Durant la pandémie de coronavirus, le taux d’épargne des foyers européens a explosé, passant de 12,2 % en moyenne dans l’Union en 2019 à 18,3 % en 2020, soit son niveau le plus élevé depuis le début du siècle. L’incertitude quant à l’avenir et les restrictions de déplacement ont entraîné une baisse des dépenses chez les Européens, tandis que, dans certains pays, les gouvernements avaient mis en place des programmes d’aide pour limiter l’impact de la perte de revenus.
Si le taux d’épargne avait baissé à la suite de la levée des mesures sanitaires, il est aujourd’hui à nouveau en hausse.
- Au premier trimestre 2025, les ménages allemands ont épargné 19,4 % de leur revenu disponible brut, les Français 18,6 % — soit bien au-dessus de la moyenne de l’Union européenne, à 14,6 %.
- En Espagne, dont l’économie est pourtant traditionnellement caractérisée par un taux d’épargne faible par rapport aux autres États membres, les ménages épargnent désormais 13 % de leurs revenus — soit plus qu’en Italie, où le taux est resté relativement stable.
Dans les pays de l’OCDE, les foyers européens sont ceux qui consacrent la part la plus élevée de leurs revenus à l’épargne : 11 % du revenu des ménages français ne sont pas consacrés à la consommation finale, contre 5 % pour les États-Unis et la Corée du Sud, 3,5 % pour le Canada et 1 % pour le Japon. En dehors de l’Europe, certains pays du Golfe et d’Asie affichent toutefois un taux d’épargne brut national supérieur.
- Cette hausse du taux d’épargne en Europe traduit une inquiétude croissante des ménages quant à l’avenir de l’économie, une anticipation d’une hausse des impôts mais également de la situation géopolitique.
- Cette tendance est également renforcée par la modification de la structure démographique de la plupart des pays développés, où la part de personnes âgées — qui disposent de plus de ressources et d’épargne — augmente en proportion 1.
- Selon une étude publiée en mai par des chercheurs de l’université de Kobe et de la Sapienza de Rome, une majorité des épargnants européens (60 %) dit mettre de l’argent de côté par mesure de précaution.
- Une part importante (45 %) dit vouloir épargner en vue de la retraite, tandis que les vacances (25 %), les achats immobiliers (10 %) ou l’acquisition d’actifs financiers n’occupent qu’une place secondaire dans les stratégies d’épargne des Européens 2.
Pourtant, un taux d’épargne jugé « excessif » peut nuire à l’économie, renforçant ainsi les inquiétudes des épargnants quant à l’inflation et une stagnation des revenus.

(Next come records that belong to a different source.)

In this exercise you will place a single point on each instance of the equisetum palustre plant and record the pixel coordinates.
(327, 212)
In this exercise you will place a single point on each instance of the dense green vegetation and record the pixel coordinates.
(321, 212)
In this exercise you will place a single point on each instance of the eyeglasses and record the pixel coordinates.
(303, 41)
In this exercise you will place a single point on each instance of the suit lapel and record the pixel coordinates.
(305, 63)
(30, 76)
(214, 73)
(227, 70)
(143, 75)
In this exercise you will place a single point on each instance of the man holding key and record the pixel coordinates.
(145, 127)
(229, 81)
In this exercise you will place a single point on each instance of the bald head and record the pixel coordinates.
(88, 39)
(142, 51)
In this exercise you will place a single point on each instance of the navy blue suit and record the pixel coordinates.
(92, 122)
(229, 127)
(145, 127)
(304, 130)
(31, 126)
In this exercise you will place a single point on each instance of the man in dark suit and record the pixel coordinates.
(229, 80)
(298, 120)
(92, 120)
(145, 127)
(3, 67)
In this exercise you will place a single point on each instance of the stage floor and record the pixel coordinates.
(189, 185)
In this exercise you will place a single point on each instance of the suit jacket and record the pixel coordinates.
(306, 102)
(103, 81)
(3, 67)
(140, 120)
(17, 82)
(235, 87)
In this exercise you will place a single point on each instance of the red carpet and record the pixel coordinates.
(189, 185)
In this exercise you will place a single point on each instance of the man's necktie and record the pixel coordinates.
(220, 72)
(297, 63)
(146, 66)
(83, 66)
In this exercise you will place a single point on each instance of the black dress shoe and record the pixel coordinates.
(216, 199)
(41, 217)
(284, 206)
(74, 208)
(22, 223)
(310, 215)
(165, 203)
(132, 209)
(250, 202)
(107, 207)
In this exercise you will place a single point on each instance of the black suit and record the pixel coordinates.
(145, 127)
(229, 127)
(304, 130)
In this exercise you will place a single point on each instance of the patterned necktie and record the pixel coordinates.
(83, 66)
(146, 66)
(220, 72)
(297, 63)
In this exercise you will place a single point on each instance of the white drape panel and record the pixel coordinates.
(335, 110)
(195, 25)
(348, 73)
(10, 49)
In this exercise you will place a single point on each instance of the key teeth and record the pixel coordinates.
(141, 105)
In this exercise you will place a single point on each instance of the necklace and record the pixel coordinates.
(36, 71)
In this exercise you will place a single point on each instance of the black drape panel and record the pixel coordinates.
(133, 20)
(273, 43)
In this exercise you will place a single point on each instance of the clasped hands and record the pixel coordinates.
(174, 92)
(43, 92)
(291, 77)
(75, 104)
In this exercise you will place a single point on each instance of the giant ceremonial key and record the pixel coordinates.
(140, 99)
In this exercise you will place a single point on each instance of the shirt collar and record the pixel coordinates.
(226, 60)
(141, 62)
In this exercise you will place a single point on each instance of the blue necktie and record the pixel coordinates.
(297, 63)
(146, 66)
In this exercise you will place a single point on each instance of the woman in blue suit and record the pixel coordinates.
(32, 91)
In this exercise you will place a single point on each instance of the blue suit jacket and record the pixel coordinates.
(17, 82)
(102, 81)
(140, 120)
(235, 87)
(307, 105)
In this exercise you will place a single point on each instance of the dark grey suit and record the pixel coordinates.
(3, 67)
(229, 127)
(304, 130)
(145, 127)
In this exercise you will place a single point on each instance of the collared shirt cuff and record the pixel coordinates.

- En 2005, l’ancien président de la Réserve fédérale américaine, Ben Bernanke, avait employé une nouvelle expression pour décrire ce phénomène : l’excédent d’épargne mondiale, ou « global saving glut » 3.

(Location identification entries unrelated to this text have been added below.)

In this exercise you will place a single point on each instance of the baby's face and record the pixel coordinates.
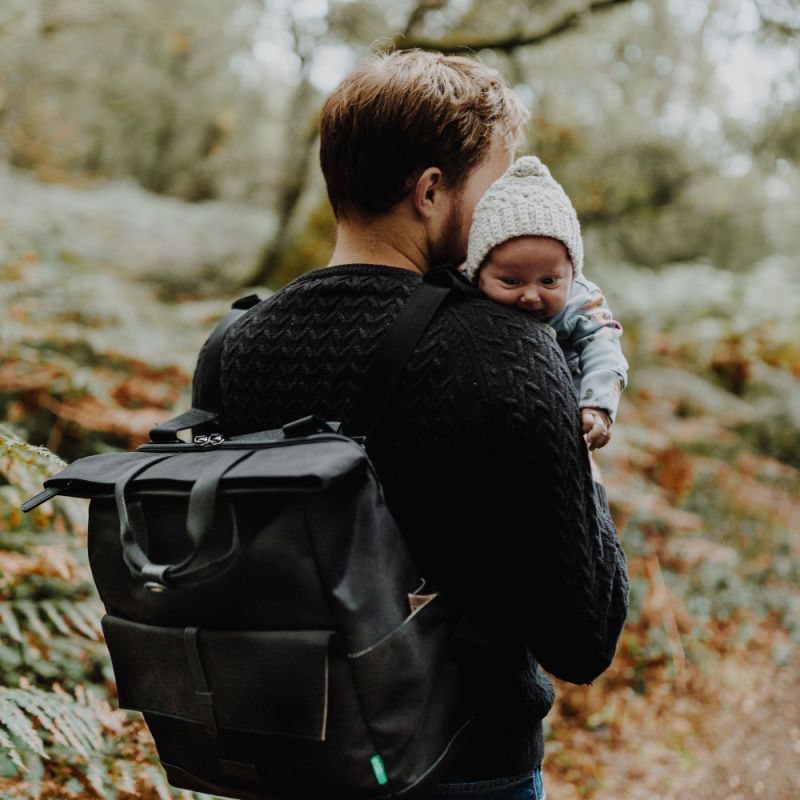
(533, 273)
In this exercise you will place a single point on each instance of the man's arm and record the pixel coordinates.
(561, 562)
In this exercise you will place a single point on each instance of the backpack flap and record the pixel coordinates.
(269, 465)
(285, 674)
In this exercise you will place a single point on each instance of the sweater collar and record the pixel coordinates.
(363, 270)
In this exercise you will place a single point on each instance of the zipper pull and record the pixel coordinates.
(209, 439)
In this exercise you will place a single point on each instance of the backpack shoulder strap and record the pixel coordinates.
(389, 361)
(380, 380)
(206, 385)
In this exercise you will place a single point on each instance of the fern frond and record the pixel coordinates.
(82, 618)
(27, 702)
(126, 781)
(17, 725)
(7, 745)
(33, 621)
(51, 612)
(68, 722)
(10, 623)
(155, 778)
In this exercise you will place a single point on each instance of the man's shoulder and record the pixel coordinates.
(492, 327)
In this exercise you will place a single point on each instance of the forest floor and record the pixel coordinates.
(744, 746)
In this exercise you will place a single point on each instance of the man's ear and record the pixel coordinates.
(428, 191)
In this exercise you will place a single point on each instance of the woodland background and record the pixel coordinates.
(158, 159)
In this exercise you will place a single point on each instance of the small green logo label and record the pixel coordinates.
(379, 770)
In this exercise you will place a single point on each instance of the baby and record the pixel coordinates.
(525, 250)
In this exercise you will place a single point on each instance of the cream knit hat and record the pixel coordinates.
(525, 201)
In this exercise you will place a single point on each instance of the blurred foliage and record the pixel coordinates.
(642, 111)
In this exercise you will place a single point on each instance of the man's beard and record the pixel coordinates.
(452, 246)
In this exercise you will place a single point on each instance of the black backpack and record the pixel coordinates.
(263, 611)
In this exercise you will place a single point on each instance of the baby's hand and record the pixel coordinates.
(596, 427)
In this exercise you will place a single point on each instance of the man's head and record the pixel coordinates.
(409, 124)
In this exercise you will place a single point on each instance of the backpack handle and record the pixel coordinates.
(200, 520)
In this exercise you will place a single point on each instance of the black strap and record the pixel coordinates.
(388, 364)
(207, 382)
(380, 380)
(200, 519)
(202, 692)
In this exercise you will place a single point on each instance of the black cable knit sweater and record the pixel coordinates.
(483, 465)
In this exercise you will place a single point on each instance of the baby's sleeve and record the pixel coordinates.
(586, 330)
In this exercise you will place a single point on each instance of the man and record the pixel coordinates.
(479, 451)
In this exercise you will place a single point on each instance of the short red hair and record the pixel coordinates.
(398, 113)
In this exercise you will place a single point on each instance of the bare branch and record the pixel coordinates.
(773, 25)
(508, 41)
(417, 16)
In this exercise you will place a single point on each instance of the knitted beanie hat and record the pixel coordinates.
(525, 201)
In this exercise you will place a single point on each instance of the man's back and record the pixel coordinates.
(482, 463)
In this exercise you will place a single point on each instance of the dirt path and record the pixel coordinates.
(759, 747)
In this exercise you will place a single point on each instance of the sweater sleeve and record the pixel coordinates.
(564, 570)
(587, 330)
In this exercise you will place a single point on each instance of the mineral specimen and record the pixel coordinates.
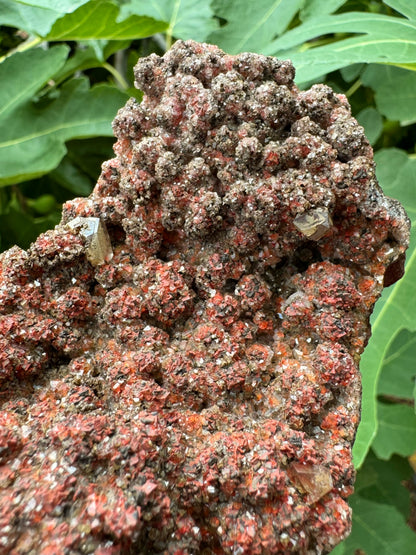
(199, 391)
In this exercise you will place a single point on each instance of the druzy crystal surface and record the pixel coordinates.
(197, 392)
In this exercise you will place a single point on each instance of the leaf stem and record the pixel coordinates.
(29, 43)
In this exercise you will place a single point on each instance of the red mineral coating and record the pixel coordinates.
(199, 391)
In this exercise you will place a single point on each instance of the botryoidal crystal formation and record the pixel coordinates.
(179, 357)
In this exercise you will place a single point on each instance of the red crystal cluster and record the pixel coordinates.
(198, 391)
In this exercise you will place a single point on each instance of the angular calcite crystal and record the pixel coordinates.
(179, 357)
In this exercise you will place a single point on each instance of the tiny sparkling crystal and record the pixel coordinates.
(98, 241)
(189, 383)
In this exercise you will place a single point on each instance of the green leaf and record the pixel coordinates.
(36, 17)
(22, 83)
(396, 431)
(315, 8)
(406, 7)
(372, 122)
(350, 73)
(378, 529)
(79, 169)
(396, 172)
(396, 308)
(380, 496)
(252, 25)
(398, 374)
(33, 139)
(382, 39)
(395, 91)
(382, 482)
(97, 20)
(188, 19)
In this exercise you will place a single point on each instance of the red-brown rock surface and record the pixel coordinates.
(198, 390)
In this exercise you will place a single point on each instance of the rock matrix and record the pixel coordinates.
(179, 356)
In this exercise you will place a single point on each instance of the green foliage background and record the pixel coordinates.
(66, 68)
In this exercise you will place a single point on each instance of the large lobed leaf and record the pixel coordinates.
(396, 431)
(251, 25)
(396, 309)
(98, 20)
(381, 507)
(25, 73)
(34, 134)
(381, 39)
(398, 375)
(36, 16)
(394, 91)
(187, 19)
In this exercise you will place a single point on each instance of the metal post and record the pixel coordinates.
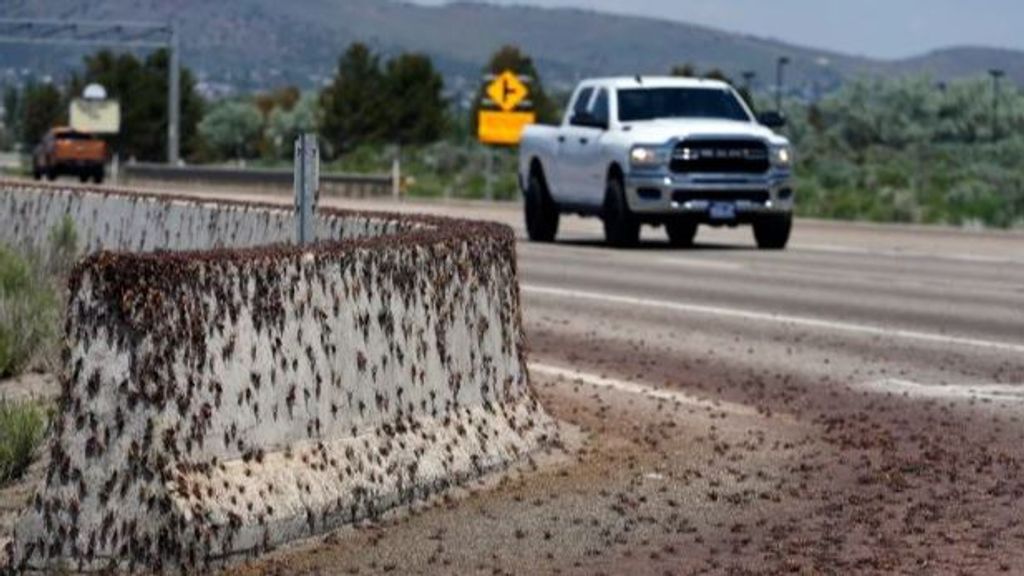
(306, 187)
(488, 184)
(173, 100)
(396, 177)
(996, 76)
(779, 68)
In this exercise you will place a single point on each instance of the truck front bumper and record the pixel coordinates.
(664, 195)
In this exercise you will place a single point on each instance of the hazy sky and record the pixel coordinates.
(875, 28)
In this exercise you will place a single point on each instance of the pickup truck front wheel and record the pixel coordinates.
(681, 233)
(542, 214)
(772, 233)
(621, 228)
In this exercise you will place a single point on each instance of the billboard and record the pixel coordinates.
(95, 117)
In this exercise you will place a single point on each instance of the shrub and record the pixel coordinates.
(29, 313)
(22, 429)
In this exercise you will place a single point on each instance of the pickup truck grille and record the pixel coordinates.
(721, 156)
(755, 196)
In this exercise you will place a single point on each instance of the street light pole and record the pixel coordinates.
(996, 75)
(779, 68)
(173, 99)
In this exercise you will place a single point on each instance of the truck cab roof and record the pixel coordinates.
(653, 82)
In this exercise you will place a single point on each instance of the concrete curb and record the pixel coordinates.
(218, 403)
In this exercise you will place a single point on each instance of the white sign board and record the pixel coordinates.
(95, 117)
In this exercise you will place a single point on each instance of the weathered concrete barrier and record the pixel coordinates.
(218, 403)
(253, 179)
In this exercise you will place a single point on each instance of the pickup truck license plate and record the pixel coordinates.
(723, 211)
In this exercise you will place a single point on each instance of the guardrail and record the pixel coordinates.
(259, 179)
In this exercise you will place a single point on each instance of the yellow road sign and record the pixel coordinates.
(507, 91)
(503, 127)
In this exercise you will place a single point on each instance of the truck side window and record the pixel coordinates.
(600, 109)
(582, 101)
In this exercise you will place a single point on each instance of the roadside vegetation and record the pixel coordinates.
(905, 150)
(23, 427)
(31, 313)
(912, 151)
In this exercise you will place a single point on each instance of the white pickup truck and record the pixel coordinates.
(669, 152)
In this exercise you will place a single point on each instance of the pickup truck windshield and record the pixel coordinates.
(636, 105)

- Selon lui, l’accumulation de sommes d’argent importantes — notamment via les fonds souverains, alimentés pour la plupart par l’exploitation d’hydrocarbures — pousse les épargnants à acheter des actifs financiers, ce qui contribue à la hausse de leur prix, plutôt que d’investir dans des projets « productifs », ce qui ralentit la croissance.
- Dans l’Union, une autre tendance est à l’œuvre : si les foyers européens épargnent environ 1 200 milliards d’euros par an, 300 milliards sont investis aux États-Unis, notamment en raison de la fragmentation des marchés financiers européens. Selon Enrico Letta, « ce phénomène met en évidence une inefficacité significative dans l’utilisation des actifs économiques de l’Union, qui, s’ils étaient réorientés efficacement au sein de ses propres économies, pourraient contribuer de manière substantielle à la réalisation de ses objectifs stratégiques ».
Contrairement aux grandes économies européennes, les États-Unis ont vu le taux d’épargne de leurs foyers diminuer depuis la pandémie, passant de 7,3 % en moyenne en 2019 à 4,5 % au cours des six premiers mois de l’année. En Chine, l’épargne brute s’est contractée de près de 10 points de pourcentage depuis 2010, et représente désormais 42 % du PIB — contre 22 % en France et 23 % en Espagne et en Italie, selon la Banque mondiale.
Sources
- « Why the world is saving too much money for its own good », The Economist, 5 février 2022.
- Charles Yuji Horioka et Luigi Ventura, « Why do Europeans save ? Micro-evidence from the household finance and consumption survey », NBER, Working Paper 32838, mai 2025.
- Remarks by Governor Ben S. Bernanke At the Sandridge Lecture, Virginia Association of Economists, Richmond, Virginia, The Global Saving Glut and the U.S. Current Account Deficit, 10 mars 2005.